🤖 AI Summary
Large geolocation errors (5–15 m) in spaceborne LiDAR footprints—e.g., NASA’s GEDI—significantly limit the accuracy of forest structure and carbon stock estimation. To address this, we propose SALPA, a multi-paradigm optimization framework for robust georegistration. SALPA integrates gradient-based optimization (L-BFGS-B), evolutionary computation (genetic algorithms), and swarm intelligence (particle swarm optimization), coupled with five distance metrics—including a novel area-weighted metric—leveraging only globally available digital elevation models and geoid data. It operates in a continuous solution space without requiring high-resolution auxiliary datasets. On complex and flat terrain, SALPA improves GEDI geolocation accuracy by 15–16% over baseline, outperforming the state-of-the-art GeoGEDI by an additional 0.5–2%. The framework is platform-agnostic and establishes a reusable, open-data-driven geolocation correction paradigm for spaceborne LiDAR remote sensing.
📝 Abstract
Spaceborne Light Detection and Ranging (LiDAR) systems, such as NASA's Global Ecosystem Dynamics Investigation (GEDI), provide forest structure for global carbon assessments. However, geolocation uncertainties (typically 5-15 m) propagate systematically through derived products, undermining forest profile estimates, including carbon stock assessments. Existing correction methods face critical limitations: waveform simulation approaches achieve meter-level accuracy but require high-resolution LiDAR data unavailable in most regions, while terrain-based methods employ deterministic grid searches that may overlook optimal solutions in continuous solution spaces. We present SALPA (Spaceborne LiDAR Point Adjustment), a multi-algorithm optimization framework integrating three optimization paradigms with five distance metrics. Operating exclusively with globally available digital elevation models and geoid data, SALPA explores continuous solution spaces through gradient-based, evolutionary, and swarm intelligence approaches.
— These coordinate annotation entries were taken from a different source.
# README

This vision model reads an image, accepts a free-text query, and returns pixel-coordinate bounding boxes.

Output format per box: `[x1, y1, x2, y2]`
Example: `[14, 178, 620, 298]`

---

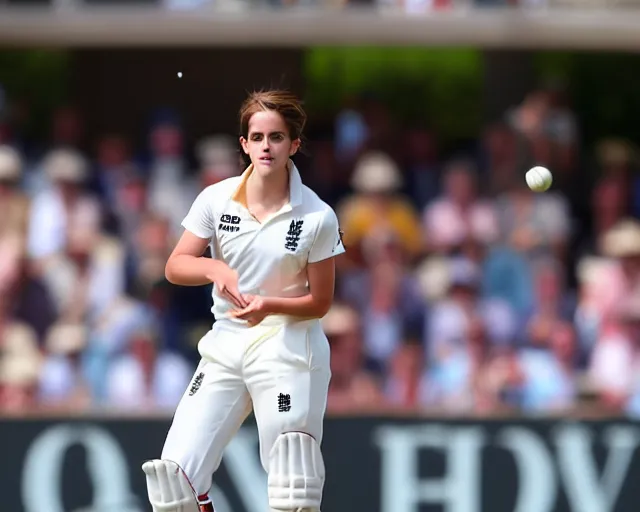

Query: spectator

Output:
[338, 153, 424, 260]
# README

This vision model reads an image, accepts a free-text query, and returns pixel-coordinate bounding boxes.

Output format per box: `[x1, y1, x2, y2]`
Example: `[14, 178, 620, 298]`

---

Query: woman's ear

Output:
[289, 139, 302, 156]
[240, 137, 249, 155]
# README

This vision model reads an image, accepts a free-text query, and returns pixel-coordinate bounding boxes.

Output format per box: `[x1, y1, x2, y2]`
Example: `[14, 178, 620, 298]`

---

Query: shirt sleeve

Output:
[308, 208, 345, 263]
[182, 188, 216, 239]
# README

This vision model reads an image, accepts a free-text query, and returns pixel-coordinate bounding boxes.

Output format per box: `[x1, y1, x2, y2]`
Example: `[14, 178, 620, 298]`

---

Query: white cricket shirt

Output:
[182, 161, 345, 323]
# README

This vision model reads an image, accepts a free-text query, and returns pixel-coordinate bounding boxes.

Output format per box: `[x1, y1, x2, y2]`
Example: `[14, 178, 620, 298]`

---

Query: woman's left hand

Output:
[231, 295, 269, 327]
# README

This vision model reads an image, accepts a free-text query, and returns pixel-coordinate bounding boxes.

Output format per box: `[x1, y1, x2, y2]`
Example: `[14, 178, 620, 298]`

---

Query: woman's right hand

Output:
[207, 260, 248, 309]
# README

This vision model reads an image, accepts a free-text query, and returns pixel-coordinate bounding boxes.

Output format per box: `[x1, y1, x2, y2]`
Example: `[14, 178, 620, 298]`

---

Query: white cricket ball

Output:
[525, 166, 553, 192]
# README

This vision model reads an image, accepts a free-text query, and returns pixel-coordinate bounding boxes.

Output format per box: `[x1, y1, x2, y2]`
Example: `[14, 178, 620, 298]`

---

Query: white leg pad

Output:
[142, 460, 199, 512]
[267, 432, 325, 512]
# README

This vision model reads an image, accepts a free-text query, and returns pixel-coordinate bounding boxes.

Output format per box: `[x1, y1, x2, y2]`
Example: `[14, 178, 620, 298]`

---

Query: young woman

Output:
[143, 91, 344, 512]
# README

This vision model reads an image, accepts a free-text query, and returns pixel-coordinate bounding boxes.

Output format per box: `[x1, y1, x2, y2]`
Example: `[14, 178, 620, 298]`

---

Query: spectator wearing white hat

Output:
[38, 322, 91, 409]
[28, 149, 102, 260]
[338, 152, 424, 259]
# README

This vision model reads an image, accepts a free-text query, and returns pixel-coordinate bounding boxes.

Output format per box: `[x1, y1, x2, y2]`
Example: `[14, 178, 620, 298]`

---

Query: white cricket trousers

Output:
[162, 317, 331, 496]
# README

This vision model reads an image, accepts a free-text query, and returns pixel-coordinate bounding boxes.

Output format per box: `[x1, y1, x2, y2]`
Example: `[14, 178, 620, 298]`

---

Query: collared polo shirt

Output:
[182, 161, 345, 320]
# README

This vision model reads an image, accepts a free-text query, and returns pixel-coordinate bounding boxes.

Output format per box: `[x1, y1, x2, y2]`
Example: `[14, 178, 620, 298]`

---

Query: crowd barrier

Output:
[0, 417, 640, 512]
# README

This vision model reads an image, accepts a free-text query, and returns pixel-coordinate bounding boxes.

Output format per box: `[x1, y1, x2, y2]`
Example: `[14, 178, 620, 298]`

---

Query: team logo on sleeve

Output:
[333, 228, 344, 252]
[189, 372, 204, 396]
[278, 393, 291, 412]
[218, 213, 240, 233]
[284, 220, 304, 252]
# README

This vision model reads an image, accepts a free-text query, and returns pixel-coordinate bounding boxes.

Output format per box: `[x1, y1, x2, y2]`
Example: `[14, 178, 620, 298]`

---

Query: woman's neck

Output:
[246, 168, 289, 210]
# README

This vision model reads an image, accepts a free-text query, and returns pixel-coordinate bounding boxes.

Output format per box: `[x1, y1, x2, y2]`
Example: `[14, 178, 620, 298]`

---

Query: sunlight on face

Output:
[240, 110, 300, 175]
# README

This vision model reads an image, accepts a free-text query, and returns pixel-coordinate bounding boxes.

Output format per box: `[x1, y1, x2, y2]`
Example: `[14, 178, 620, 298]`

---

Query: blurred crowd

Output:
[0, 86, 640, 416]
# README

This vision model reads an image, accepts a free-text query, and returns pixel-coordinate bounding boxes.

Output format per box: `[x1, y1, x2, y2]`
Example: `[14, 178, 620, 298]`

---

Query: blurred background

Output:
[0, 0, 640, 512]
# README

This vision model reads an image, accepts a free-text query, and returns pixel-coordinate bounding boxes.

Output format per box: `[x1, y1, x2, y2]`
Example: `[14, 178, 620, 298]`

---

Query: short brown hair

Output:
[240, 89, 307, 140]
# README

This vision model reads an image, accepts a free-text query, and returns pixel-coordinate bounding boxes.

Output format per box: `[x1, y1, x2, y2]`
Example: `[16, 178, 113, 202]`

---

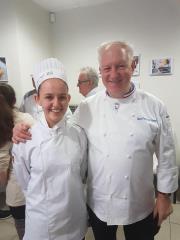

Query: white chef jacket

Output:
[13, 113, 87, 240]
[6, 108, 34, 207]
[74, 87, 178, 225]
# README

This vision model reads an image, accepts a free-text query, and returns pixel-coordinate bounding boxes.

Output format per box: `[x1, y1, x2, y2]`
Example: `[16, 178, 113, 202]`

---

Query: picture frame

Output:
[0, 57, 8, 82]
[150, 57, 173, 76]
[133, 55, 140, 76]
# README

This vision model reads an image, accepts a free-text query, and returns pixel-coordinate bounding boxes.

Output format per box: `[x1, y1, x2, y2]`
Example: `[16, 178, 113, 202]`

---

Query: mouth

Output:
[108, 79, 122, 84]
[50, 109, 62, 113]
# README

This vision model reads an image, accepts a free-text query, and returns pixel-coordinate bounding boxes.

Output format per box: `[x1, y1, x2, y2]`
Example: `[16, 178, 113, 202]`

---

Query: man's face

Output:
[99, 45, 134, 98]
[77, 73, 92, 97]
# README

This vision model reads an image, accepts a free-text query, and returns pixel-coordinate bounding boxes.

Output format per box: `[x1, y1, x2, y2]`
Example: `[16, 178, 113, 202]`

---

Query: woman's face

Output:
[37, 78, 70, 127]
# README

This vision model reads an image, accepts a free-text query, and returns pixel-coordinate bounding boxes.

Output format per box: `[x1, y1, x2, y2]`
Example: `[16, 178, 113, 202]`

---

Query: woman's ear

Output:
[68, 94, 71, 103]
[34, 94, 41, 106]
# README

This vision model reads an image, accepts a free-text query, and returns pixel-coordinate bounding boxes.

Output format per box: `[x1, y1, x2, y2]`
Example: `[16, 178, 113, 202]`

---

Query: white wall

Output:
[0, 0, 52, 105]
[52, 0, 180, 162]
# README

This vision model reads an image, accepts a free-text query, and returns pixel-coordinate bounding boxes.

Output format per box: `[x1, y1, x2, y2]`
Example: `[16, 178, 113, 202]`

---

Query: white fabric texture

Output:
[33, 58, 67, 90]
[74, 87, 178, 225]
[13, 116, 87, 240]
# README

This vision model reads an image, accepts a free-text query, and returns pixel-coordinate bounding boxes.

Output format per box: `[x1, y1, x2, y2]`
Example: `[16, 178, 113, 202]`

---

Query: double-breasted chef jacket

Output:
[13, 114, 87, 240]
[74, 89, 178, 225]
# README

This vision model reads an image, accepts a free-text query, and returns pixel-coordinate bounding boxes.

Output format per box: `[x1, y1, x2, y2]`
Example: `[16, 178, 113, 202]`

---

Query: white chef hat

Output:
[33, 58, 67, 90]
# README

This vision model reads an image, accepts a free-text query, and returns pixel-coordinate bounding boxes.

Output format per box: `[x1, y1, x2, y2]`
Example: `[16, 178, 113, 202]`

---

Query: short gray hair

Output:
[98, 41, 134, 63]
[80, 67, 99, 87]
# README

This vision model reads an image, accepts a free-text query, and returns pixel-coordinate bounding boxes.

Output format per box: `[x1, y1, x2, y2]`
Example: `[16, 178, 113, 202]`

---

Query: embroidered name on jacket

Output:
[137, 117, 157, 122]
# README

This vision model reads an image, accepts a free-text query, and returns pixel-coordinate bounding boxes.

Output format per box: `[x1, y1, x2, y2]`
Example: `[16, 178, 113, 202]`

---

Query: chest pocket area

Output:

Validation across contrasting sites: topographically complex Nikko, Japan, and flat Landes, France, demonstrates 15-16% improvements over original GEDI positions and 0.5-2% improvements over the state-of-the-art GeoGEDI algorithm. L-BFGS-B with Area-based metrics achieves optimal accuracy-efficiency trade-offs, while population-based algorithms (genetic algorithms, particle swarm optimization) excel in complex terrain. The platform-agnostic framework facilitates straightforward adaptation to emerging spaceborne LiDAR missions, providing a generalizable foundation for universal geolocation correction essential for reliable global forest monitoring and climate policy decisions.